On a consulté d’autres architectes, on trouvait qu’aucun ne nous proposait vraiment des idées claires, beaucoup disaient qu’ils voulaient faire un bateau à notre patte, mais moi, je n’avais pas fait d’Imoca à foils, je n’avais pas d’idée concrète. Avec Antoine et toute son équipe, on a beaucoup apprécié que d’entrée, ils nous aient vraiment ouvert leur livre pour nous dire où ils en étaient, on a aimé leurs axes de recherches, leur façon de s’organiser, Antoine a beaucoup soigné le côté pédagogique pour mettre tout le monde au même niveau de connaissances. Ça a fait tilt immédiatement, j’ai trouvé leur démarche rassurante. Certes, il y a une prise de risques, parce que c’est son premier bateau, mais il n’est pas tout à fait novice, il a accompagné pas mal de projets [Gitana 17, LinkedOut], et il est accompagné d’une équipe d’expérience avec Pascal Conq, David de Prémorel…
“J’arrive à faire tout ce que
j’aime dans un projet”
► Comptes-tu t’appuyer sur un skipper avec l’expérience de l’Imoca pour apprendre à te servir de ton bateau plus vite ?
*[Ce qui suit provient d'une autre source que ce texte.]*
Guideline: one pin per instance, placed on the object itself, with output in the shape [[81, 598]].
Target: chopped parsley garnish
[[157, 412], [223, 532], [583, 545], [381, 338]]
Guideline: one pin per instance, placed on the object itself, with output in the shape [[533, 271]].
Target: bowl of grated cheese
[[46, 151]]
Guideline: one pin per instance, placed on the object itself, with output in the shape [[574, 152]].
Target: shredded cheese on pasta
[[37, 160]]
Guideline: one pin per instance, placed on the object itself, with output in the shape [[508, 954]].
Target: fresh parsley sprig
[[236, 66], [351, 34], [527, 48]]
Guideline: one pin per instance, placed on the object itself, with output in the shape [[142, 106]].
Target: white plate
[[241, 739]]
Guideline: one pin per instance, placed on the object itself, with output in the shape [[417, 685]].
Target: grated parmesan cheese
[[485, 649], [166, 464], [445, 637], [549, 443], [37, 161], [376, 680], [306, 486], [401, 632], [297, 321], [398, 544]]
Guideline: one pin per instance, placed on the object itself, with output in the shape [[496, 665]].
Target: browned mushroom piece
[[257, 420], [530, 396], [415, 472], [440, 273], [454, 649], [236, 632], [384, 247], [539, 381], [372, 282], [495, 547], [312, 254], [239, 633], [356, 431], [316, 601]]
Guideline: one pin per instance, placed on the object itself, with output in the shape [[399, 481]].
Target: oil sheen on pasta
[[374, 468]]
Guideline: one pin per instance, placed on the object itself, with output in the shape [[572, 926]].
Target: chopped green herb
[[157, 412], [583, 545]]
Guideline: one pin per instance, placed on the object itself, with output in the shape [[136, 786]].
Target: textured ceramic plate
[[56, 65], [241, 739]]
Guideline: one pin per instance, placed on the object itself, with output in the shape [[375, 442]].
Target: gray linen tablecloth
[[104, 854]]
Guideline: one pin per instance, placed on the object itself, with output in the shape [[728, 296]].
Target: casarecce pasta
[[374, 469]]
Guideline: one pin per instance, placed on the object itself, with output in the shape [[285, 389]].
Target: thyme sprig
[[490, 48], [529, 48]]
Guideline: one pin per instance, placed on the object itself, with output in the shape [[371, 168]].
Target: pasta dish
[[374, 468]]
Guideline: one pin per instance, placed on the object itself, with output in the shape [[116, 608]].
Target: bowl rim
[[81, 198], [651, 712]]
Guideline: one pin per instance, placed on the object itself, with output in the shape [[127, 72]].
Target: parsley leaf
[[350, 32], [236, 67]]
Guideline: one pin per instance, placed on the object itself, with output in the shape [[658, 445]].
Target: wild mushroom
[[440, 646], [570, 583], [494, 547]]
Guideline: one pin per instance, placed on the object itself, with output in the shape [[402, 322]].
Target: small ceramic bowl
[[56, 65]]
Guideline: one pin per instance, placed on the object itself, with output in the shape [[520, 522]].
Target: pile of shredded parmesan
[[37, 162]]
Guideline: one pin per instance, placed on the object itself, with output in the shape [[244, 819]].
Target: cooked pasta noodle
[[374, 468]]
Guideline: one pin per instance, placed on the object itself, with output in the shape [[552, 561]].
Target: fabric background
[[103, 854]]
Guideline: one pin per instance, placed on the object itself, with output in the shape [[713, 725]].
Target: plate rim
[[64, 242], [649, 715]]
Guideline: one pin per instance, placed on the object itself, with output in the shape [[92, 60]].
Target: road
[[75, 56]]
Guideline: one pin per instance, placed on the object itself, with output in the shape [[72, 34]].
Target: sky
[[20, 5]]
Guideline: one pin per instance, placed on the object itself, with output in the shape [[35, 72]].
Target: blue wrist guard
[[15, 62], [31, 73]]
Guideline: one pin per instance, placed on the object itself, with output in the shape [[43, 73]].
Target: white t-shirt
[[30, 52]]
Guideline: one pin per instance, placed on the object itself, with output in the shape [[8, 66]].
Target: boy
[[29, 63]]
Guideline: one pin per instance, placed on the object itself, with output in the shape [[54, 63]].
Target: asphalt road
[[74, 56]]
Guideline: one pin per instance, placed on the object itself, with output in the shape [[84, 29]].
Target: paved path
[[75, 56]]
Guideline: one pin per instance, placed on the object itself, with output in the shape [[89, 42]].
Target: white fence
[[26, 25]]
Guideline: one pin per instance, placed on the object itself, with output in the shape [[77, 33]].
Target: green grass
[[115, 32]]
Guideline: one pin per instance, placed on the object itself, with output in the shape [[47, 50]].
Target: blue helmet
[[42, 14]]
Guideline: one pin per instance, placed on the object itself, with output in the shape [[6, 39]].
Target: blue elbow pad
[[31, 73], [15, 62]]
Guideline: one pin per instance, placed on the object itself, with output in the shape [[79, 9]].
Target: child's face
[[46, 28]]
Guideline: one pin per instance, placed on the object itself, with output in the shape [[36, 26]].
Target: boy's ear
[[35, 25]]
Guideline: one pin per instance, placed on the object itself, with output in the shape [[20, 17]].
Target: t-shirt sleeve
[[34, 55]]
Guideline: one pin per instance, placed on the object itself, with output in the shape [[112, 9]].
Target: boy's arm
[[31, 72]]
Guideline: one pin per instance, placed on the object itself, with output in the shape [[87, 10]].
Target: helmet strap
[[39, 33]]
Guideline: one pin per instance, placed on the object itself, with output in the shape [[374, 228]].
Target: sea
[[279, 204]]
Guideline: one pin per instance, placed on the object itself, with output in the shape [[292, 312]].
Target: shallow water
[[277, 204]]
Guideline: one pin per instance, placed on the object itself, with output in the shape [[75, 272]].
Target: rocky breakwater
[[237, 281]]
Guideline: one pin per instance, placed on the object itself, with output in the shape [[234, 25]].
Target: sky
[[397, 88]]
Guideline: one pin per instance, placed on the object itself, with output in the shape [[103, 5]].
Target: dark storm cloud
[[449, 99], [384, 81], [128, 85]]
Oui, on s’est clairement orientés dans cette voie, on est en discussion avec quelqu’un pour faire tout le début de saison et, si affinités, la Jacques Vabre. L’objectif est d’éviter les bêtises, de s’appuyer sur un skipper qui apporte son savoir-faire de l’Imoca, mais aussi du Vendée Globe, avec des conseils plus liés au Grand Sud, aux navigations à long terme, on a peut-être bientôt trouvé quelqu’un pour jouer ce rôle…
► Finalement, ce projet Imoca, c’est le projet de tes rêves ?
Oui, parce que j’arrive à faire tout ce que j’aime dans un projet, à savoir un peu de gestion d’équipe, d’organisation, en plus du côté sportif. Le tout avec les moyens de réaliser de belles choses et une équipe qui a une motivation énorme. Ils sont extrêmement dévoués. C’en est même presque gênant, parfois, ça nous arrive de fermer le groupe WhatsApp à 23h, sinon ça n’arrête jamais ! Donc c’est génial de vivre un tel projet parce que ça n’arrive pas si souvent.